Ask What to Play On, Not What to Play

By Steven Kent

Game consoles are like theme parks. Disneyland, Six Flags, Universal Studios, and your local state fair all have roller coasters, kiddie rides, and overpriced hotdogs. Although some rides are bigger, faster, and scarier than others, all three parks have whatever you might want to do.

The question is — what do you want to do the most? That’s also how it goes with game consoles.

The Disney of games: Nintendo Switch OLED – $349

Who cares if other theme parks have mascots? Disney has Mickey Mouse.

OLED Model

In the game world, Microsoft and Sony don’t bother with mascots; they let their hardware speak for itself. But not Nintendo. Turning on your Switch is like stepping into the outer reaches of some Mario world.

Everything is bright and happy, and Mario’s mascot influence is everywhere. You don’t need to play a Mario game to feel his presence; the interface, the color schemes, and even the controls scream, “Mario was here.”

The Switch has two things going for it — total portability and Nintendo games. If you want to play Pokémon, Zelda, or Mario games, you’ll only find them on Switch. They’re among the best games anywhere.

Nintendo may make the best-made games on the market. However, it only publishes one or two top-tier games a year. Thank goodness for the Nintendo eShop! The Switch has all the classics and a nearly endless supply of less classic games.

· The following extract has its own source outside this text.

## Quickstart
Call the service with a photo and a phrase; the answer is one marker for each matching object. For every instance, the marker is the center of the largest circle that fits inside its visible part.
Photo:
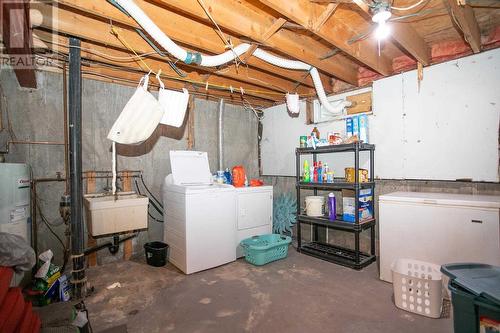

The other plus is that Switch is the Swiss Army knife of game consoles. It plays like a PlayStation or an Xbox — just hook it up to your TV. You can also turn it into a tabletop game by sitting the Switch on its stand. On the go? Ditch the stand, and the Switch becomes a portable game system.

That portability is a big deal. Instead of playing stripped-down mobile games on the road, you can continue your quest for Master Sword or some legendary pocket monster.

The Six Flags of games: Sony PlayStation 5 – $499.99 (with disc drive) / $399 (digital)

For the hard-core crowd, Sony’s PlayStation 5 is the best videogame console ever made. It’s the GOAT!

PlayStation 5 Console

When it comes to processing power, the PS5 and Xbox Series X are too close to call. The games look great on either of them and play perfectly, too. Even though their chips and circuits may match up, their controllers are vastly different.

The latest Xbox controller is pretty similar to the one on the Xbox before it. That’s not the case with PS5’s new DualSense controller. Sony added dual actuators that make it really shake in your hands for improved “haptic feedback.” The DualSense controller also has buttons and triggers that tighten and loosen depending on what you are doing.

Those buttons may sound like a gimmick, but they add a new layer of detail to your games. Triggers, gas pedals, and brakes all feel the same as other gamepads. With PS5, brake triggers can speed up as your car drives faster.

The Universal Studios of games: Xbox Series X – $499 (Guru’s top pick)

Xbox Series X isn’t only backward — it’s also forward-compatible.

Backward compatibility means you can play just about any Xbox game ever published on Xbox hardware on your Series X. That’s thousands of old and new games. Despite being old, Series X spiffs them up so that they look better than ever by upping their screen resolution.

As for forward compatibility, you can play Series X games on your old Xbox One. However, the quality isn’t as good. Forward compatibility isn’t the only experiment Microsoft is trying with Series X. Have you heard about Game Pass? It’s a Netflix-like subscription service that gives players access to a library with over 100 games.

Along with Xbox Series X, Microsoft has released an all-digital Series S console without a disc drive. Series S is backward compatible, but you must purchase Series S games online from Xbox Marketplace.

Series S is a Series X without a hard drive. It’s less powerful than the Series X. However, Series X is more expensive. But it’s worth the money if you play a lot of games.

The county fair of games: Steam – Free download

Another console you might consider is your PC, Macintosh computer, iPhone, Android, or iPad. Steam is a free-to-use storefront and game delivery system that turns these devices into game consoles. More people play games on Steam than on the PS5, Switch, or Xbox Series X. Steam also has over 5,000 games — more than all the consoles combined.

As both a game platform and a virtual game store built into one application, Steam offers a one-stop gaming experience. Once you install it on your device, go to the Steam Store and choose what to play.

Steam doesn’t carry Mario or Pokémon games because Microsoft, Nintendo, and Sony mostly release their bigger games on their consoles. However, it does offer hits like Sonic Frontiers and Minecraft Dungeon.

Although the games aren’t cheaper on Steam, the service does have games and demos that you can download for free.